8. The apparatus of claim 7, wherein said data communication facility is a USB connection or a wireless link.

9 The apparatus of any preceding claim, further comprising a background acoustic sensor configured to acquire an acoustic signal indicative of background noise in the vicinity of the patient.

10. The apparatus of any of the preceding claims, wherein the device comprises a flexible elongated substrate supporting the first and second acoustic sensors adjacent opposite ends of the elongated substrate, wherein the substrate is configured, in use, to span across the bridge of the nose from one side to the other side.

1 1 . The apparatus of claim 10, wherein the substrate is provided, on one surface thereof, with adhesive for fixing the device to the nose.

12. The apparatus of claim 10 or 1 1 , wherein the device is provided with resilient members extending between the opposite ends of the substrate to bias the substrate towards a flat configuration such that, when the device is fixed to the nose, the device tends to expand the nasal cavities of the nose.

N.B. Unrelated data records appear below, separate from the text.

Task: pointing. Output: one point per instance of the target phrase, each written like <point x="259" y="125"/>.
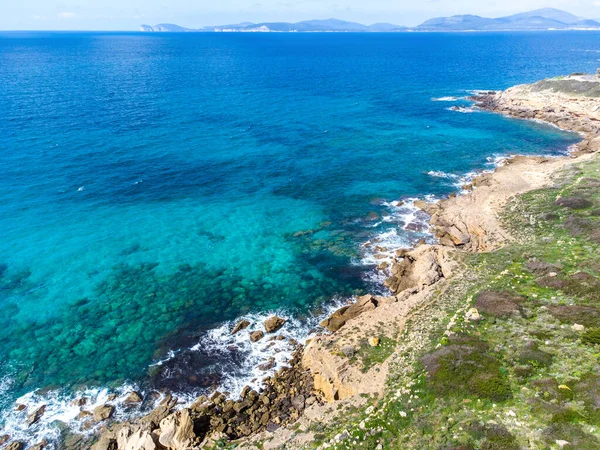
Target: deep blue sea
<point x="155" y="187"/>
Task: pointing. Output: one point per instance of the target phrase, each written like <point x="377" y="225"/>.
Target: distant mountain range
<point x="306" y="26"/>
<point x="541" y="19"/>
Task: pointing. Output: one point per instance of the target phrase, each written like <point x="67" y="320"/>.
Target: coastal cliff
<point x="487" y="339"/>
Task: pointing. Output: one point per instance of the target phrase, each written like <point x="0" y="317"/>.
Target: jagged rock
<point x="35" y="416"/>
<point x="498" y="304"/>
<point x="274" y="323"/>
<point x="268" y="365"/>
<point x="103" y="412"/>
<point x="419" y="268"/>
<point x="128" y="439"/>
<point x="342" y="315"/>
<point x="241" y="325"/>
<point x="574" y="203"/>
<point x="177" y="430"/>
<point x="133" y="398"/>
<point x="15" y="445"/>
<point x="39" y="446"/>
<point x="84" y="415"/>
<point x="542" y="268"/>
<point x="256" y="336"/>
<point x="105" y="442"/>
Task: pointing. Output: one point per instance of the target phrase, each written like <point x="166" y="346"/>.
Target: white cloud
<point x="66" y="15"/>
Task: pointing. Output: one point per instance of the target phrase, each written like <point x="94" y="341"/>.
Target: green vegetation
<point x="526" y="374"/>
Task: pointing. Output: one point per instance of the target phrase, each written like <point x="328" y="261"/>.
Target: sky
<point x="129" y="14"/>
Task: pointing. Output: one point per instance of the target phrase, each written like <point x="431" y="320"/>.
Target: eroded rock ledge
<point x="326" y="369"/>
<point x="208" y="420"/>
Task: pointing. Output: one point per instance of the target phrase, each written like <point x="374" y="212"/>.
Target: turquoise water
<point x="153" y="186"/>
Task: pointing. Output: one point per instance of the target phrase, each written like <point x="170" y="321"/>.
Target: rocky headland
<point x="488" y="339"/>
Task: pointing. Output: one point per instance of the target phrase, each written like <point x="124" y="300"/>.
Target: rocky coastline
<point x="350" y="360"/>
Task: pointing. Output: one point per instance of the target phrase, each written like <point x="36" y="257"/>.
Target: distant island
<point x="538" y="20"/>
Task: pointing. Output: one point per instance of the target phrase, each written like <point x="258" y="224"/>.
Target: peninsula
<point x="489" y="338"/>
<point x="538" y="20"/>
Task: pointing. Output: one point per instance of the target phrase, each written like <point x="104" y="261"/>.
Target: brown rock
<point x="268" y="365"/>
<point x="342" y="315"/>
<point x="84" y="415"/>
<point x="15" y="445"/>
<point x="574" y="203"/>
<point x="36" y="415"/>
<point x="128" y="439"/>
<point x="498" y="304"/>
<point x="274" y="323"/>
<point x="242" y="325"/>
<point x="133" y="398"/>
<point x="256" y="336"/>
<point x="177" y="431"/>
<point x="40" y="445"/>
<point x="103" y="412"/>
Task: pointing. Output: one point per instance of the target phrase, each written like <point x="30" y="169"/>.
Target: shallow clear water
<point x="153" y="185"/>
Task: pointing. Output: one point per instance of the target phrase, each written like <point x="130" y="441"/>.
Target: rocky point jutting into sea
<point x="487" y="336"/>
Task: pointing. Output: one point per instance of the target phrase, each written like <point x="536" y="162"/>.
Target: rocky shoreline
<point x="339" y="365"/>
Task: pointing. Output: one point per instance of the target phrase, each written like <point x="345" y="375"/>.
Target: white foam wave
<point x="446" y="99"/>
<point x="63" y="408"/>
<point x="406" y="223"/>
<point x="440" y="174"/>
<point x="271" y="352"/>
<point x="464" y="110"/>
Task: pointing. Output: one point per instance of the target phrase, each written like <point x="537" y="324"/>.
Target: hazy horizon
<point x="128" y="15"/>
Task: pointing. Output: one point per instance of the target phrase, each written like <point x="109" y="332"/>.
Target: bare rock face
<point x="128" y="439"/>
<point x="36" y="415"/>
<point x="15" y="445"/>
<point x="103" y="412"/>
<point x="177" y="431"/>
<point x="422" y="267"/>
<point x="256" y="336"/>
<point x="241" y="325"/>
<point x="273" y="324"/>
<point x="133" y="398"/>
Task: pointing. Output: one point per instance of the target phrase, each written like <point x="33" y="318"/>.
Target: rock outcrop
<point x="281" y="401"/>
<point x="571" y="103"/>
<point x="419" y="268"/>
<point x="177" y="431"/>
<point x="274" y="324"/>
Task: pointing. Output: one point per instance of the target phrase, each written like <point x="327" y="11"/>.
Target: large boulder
<point x="15" y="445"/>
<point x="422" y="267"/>
<point x="36" y="415"/>
<point x="256" y="336"/>
<point x="177" y="431"/>
<point x="103" y="412"/>
<point x="128" y="439"/>
<point x="134" y="397"/>
<point x="339" y="318"/>
<point x="273" y="324"/>
<point x="241" y="325"/>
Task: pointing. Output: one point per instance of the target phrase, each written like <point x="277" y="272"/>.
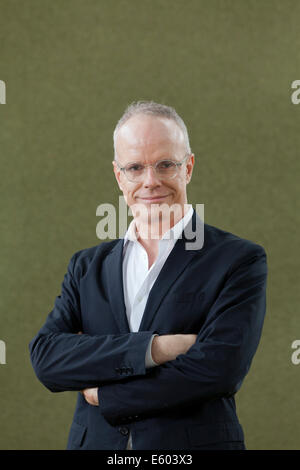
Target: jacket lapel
<point x="114" y="275"/>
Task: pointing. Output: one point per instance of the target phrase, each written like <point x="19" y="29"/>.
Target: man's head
<point x="147" y="134"/>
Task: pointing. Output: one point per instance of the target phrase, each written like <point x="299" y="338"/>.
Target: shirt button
<point x="123" y="431"/>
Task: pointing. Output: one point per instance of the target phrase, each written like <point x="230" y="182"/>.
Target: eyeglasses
<point x="164" y="169"/>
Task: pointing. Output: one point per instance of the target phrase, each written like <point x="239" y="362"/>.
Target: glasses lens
<point x="166" y="168"/>
<point x="134" y="171"/>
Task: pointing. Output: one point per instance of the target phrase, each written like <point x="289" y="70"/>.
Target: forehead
<point x="149" y="134"/>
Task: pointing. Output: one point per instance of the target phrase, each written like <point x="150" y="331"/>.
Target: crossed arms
<point x="210" y="364"/>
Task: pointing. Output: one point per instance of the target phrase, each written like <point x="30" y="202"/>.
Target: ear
<point x="117" y="173"/>
<point x="189" y="167"/>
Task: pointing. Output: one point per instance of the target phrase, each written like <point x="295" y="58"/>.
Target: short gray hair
<point x="153" y="109"/>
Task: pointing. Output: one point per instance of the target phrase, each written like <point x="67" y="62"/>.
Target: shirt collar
<point x="174" y="232"/>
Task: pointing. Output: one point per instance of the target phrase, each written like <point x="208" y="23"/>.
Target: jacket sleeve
<point x="215" y="365"/>
<point x="65" y="360"/>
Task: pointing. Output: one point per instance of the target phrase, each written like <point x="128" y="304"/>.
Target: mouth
<point x="152" y="199"/>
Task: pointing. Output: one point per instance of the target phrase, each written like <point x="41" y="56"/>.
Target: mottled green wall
<point x="70" y="68"/>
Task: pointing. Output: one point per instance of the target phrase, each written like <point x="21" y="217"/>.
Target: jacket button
<point x="123" y="431"/>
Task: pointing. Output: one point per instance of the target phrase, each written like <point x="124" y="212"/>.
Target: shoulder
<point x="82" y="259"/>
<point x="219" y="239"/>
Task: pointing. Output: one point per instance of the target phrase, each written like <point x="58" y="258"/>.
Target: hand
<point x="167" y="347"/>
<point x="91" y="396"/>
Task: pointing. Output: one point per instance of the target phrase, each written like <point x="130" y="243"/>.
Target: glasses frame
<point x="178" y="164"/>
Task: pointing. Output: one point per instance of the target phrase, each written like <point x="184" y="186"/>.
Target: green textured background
<point x="71" y="67"/>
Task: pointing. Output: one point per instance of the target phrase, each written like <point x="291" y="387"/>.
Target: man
<point x="157" y="338"/>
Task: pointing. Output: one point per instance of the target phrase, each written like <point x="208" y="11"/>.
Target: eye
<point x="134" y="167"/>
<point x="165" y="164"/>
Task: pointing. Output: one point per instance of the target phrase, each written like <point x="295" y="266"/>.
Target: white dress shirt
<point x="138" y="279"/>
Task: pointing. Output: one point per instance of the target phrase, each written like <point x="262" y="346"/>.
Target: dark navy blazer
<point x="217" y="292"/>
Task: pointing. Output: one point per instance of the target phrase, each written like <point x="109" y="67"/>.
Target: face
<point x="148" y="139"/>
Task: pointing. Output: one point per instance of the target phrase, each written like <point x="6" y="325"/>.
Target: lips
<point x="152" y="198"/>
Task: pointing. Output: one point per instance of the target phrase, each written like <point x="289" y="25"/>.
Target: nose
<point x="150" y="177"/>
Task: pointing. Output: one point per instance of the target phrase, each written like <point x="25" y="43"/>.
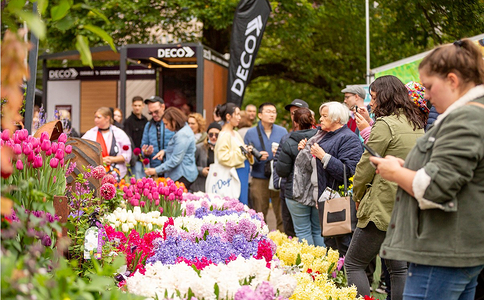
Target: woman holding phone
<point x="395" y="131"/>
<point x="437" y="222"/>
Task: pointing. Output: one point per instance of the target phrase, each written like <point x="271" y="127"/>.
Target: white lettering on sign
<point x="246" y="56"/>
<point x="70" y="73"/>
<point x="175" y="52"/>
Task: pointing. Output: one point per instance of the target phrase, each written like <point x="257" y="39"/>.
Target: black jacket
<point x="133" y="126"/>
<point x="287" y="157"/>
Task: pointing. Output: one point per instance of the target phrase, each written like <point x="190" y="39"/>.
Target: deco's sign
<point x="175" y="52"/>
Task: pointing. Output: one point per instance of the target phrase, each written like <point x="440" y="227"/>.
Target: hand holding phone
<point x="371" y="151"/>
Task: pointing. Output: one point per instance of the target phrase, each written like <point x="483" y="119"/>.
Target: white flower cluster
<point x="127" y="219"/>
<point x="160" y="278"/>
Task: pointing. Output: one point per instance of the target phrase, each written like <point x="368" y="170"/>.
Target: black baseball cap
<point x="297" y="103"/>
<point x="154" y="99"/>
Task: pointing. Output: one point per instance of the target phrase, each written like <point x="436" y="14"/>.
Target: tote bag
<point x="337" y="214"/>
<point x="222" y="180"/>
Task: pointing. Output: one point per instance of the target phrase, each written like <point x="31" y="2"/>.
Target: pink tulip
<point x="38" y="162"/>
<point x="44" y="136"/>
<point x="59" y="154"/>
<point x="35" y="142"/>
<point x="62" y="138"/>
<point x="23" y="134"/>
<point x="6" y="135"/>
<point x="17" y="149"/>
<point x="45" y="145"/>
<point x="54" y="162"/>
<point x="54" y="147"/>
<point x="27" y="149"/>
<point x="68" y="149"/>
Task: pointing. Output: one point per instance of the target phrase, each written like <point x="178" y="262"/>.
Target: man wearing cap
<point x="134" y="127"/>
<point x="155" y="135"/>
<point x="281" y="182"/>
<point x="354" y="97"/>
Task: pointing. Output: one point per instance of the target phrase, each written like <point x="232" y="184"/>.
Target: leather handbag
<point x="223" y="181"/>
<point x="337" y="214"/>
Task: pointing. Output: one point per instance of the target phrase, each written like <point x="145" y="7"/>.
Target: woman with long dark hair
<point x="437" y="222"/>
<point x="228" y="149"/>
<point x="397" y="127"/>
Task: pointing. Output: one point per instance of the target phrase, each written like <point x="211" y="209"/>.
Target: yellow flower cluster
<point x="318" y="259"/>
<point x="320" y="288"/>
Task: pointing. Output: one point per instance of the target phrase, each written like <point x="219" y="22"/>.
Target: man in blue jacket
<point x="155" y="135"/>
<point x="261" y="137"/>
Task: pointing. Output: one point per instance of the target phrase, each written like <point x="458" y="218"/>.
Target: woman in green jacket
<point x="437" y="222"/>
<point x="395" y="131"/>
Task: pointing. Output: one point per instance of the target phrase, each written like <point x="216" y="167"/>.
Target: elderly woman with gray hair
<point x="335" y="147"/>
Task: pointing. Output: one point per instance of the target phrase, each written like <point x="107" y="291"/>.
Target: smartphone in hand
<point x="371" y="151"/>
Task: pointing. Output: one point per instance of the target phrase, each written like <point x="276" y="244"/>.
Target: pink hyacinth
<point x="54" y="162"/>
<point x="19" y="165"/>
<point x="108" y="178"/>
<point x="62" y="138"/>
<point x="108" y="191"/>
<point x="98" y="172"/>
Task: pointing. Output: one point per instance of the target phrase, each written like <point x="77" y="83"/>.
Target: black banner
<point x="249" y="24"/>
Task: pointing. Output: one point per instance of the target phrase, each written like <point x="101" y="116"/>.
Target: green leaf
<point x="34" y="23"/>
<point x="102" y="34"/>
<point x="42" y="6"/>
<point x="82" y="45"/>
<point x="66" y="23"/>
<point x="60" y="11"/>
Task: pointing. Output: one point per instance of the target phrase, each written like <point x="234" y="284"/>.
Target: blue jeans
<point x="138" y="171"/>
<point x="306" y="222"/>
<point x="432" y="282"/>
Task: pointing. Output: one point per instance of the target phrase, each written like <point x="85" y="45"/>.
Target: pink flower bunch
<point x="200" y="264"/>
<point x="135" y="248"/>
<point x="38" y="159"/>
<point x="107" y="191"/>
<point x="98" y="172"/>
<point x="151" y="196"/>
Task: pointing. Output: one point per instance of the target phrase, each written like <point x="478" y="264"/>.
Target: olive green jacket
<point x="389" y="135"/>
<point x="443" y="225"/>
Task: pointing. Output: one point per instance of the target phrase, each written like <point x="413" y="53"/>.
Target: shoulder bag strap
<point x="261" y="139"/>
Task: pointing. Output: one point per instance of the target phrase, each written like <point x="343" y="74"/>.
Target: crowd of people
<point x="415" y="206"/>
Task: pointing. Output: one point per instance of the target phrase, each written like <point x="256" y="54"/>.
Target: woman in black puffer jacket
<point x="304" y="217"/>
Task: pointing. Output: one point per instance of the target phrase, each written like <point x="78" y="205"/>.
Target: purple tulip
<point x="45" y="146"/>
<point x="17" y="149"/>
<point x="6" y="135"/>
<point x="54" y="162"/>
<point x="27" y="148"/>
<point x="59" y="154"/>
<point x="38" y="162"/>
<point x="62" y="138"/>
<point x="44" y="136"/>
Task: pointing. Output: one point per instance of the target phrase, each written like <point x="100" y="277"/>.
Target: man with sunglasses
<point x="155" y="135"/>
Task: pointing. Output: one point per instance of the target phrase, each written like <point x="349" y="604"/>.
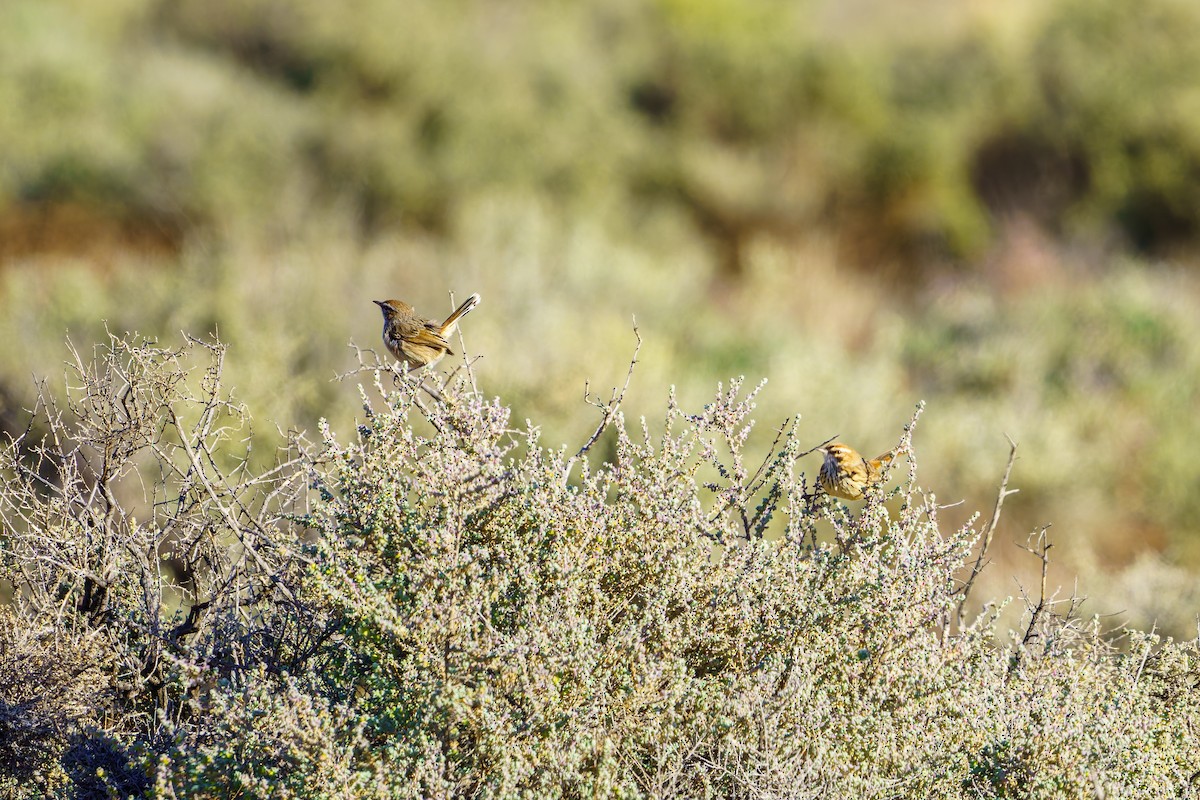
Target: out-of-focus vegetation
<point x="436" y="605"/>
<point x="994" y="210"/>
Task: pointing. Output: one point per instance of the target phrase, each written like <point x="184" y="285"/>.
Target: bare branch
<point x="988" y="530"/>
<point x="609" y="409"/>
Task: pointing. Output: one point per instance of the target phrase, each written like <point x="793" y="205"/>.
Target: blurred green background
<point x="994" y="208"/>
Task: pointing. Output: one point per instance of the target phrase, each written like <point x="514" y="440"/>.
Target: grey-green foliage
<point x="457" y="611"/>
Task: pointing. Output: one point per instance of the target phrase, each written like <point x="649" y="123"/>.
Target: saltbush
<point x="441" y="606"/>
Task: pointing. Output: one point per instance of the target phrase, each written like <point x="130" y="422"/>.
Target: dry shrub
<point x="443" y="607"/>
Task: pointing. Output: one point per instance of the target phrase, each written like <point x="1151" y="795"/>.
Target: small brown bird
<point x="415" y="341"/>
<point x="846" y="474"/>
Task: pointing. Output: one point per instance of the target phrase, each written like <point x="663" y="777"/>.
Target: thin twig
<point x="609" y="409"/>
<point x="989" y="529"/>
<point x="1042" y="552"/>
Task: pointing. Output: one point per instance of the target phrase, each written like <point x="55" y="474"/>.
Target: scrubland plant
<point x="442" y="607"/>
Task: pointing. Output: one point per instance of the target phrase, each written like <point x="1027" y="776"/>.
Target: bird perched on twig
<point x="846" y="474"/>
<point x="415" y="341"/>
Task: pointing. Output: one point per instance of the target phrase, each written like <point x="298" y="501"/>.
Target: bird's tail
<point x="461" y="311"/>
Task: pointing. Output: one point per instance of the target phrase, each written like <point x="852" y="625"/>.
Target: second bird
<point x="846" y="474"/>
<point x="415" y="341"/>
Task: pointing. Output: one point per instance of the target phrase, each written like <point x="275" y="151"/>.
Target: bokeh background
<point x="994" y="208"/>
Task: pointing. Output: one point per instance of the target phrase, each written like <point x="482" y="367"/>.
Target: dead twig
<point x="988" y="531"/>
<point x="609" y="409"/>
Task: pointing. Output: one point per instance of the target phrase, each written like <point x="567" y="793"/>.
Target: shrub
<point x="451" y="609"/>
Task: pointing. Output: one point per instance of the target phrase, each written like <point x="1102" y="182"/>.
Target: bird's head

13. The apparatus of any preceding claim, wherein the parameters include one or more of: duration of inhalation;

duration of exhalation;

power of inhalation;

power of exhalation;

and wherein said parameters are derived separately for each side of the nose.

14. The apparatus of claim 13, wherein the parameters further include the ratios of:

duration of inhalation to duration of exhalation;

power of inhalation to power of exhalation;

and wherein said parameters are derived separately for each side of the nose.

15. The apparatus of any preceding claim, wherein the parameters further include ratios formed by comparing corresponding parameters derived separately for each side of the nose.

16. The apparatus of any preceding claim, wherein the parameters further include parameters based on frequency domain analysis of the first and second acoustic signals.

17. The apparatus of claim 16, wherein the parameters include parameters indicating the variation with time of a power spectral distribution of the first and second acoustic signals.

18. The apparatus of any preceding claim, wherein the apparatus is configured to link properties or parameters of the first and second acoustic signals to potential nasal conditions.

19. The apparatus of any preceding claim, wherein the apparatus is configured to acquire the first and second acoustic signals simultaneously.

20. The apparatus of claim 19, wherein analysing the first and second acoustic signals in the time domain includes comparing, for at least one point in time, the first acoustic signal, or a parameter derived therefrom, with the simultaneously acquired second acoustic signal, or a parameter derived therefrom.

21 . The apparatus of any preceding claim, wherein the apparatus is configured to distinguish between nasal inhalation and nasal exhalation.

22. The apparatus of any preceding claim, wherein the apparatus is configured to determine a respiration rate.

23. A method of performing a measurement of nasal airflow comprising:

fixing a first acoustic sensor and a second acoustic sensor on opposing sides of a nose of an upright patient;

acquiring first and second acoustic signals from the first and second acoustic sensors respectively for acoustically monitoring airflow through the nose, the first and second acoustic sensors being fixed on opposing sides of the exterior of the nose so as not to interfere with the airflow through the nose of the patient, wherein the first acoustic signal is indicative of the airflow through the nasal cavity on the side of the nose to which the first acoustic sensor is fixed, the second acoustic signal is indicative of the airflow through the nasal cavity on the side of the nose to which the second acoustic sensor is fixed, and the first and second acoustic sensors pick up their respective acoustic signals from airflow through their respective nasal cavities with little or no cross-talk from the airflow through the other nasal cavity;

transmitting the first and second acoustic signals to a computer system;

and the computing system receiving and analysing the first and second acoustic signals, wherein the computing system analyses the first and second acoustic signals in the time domain to derive one or more parameters indicative of a condition of the nasal cavities.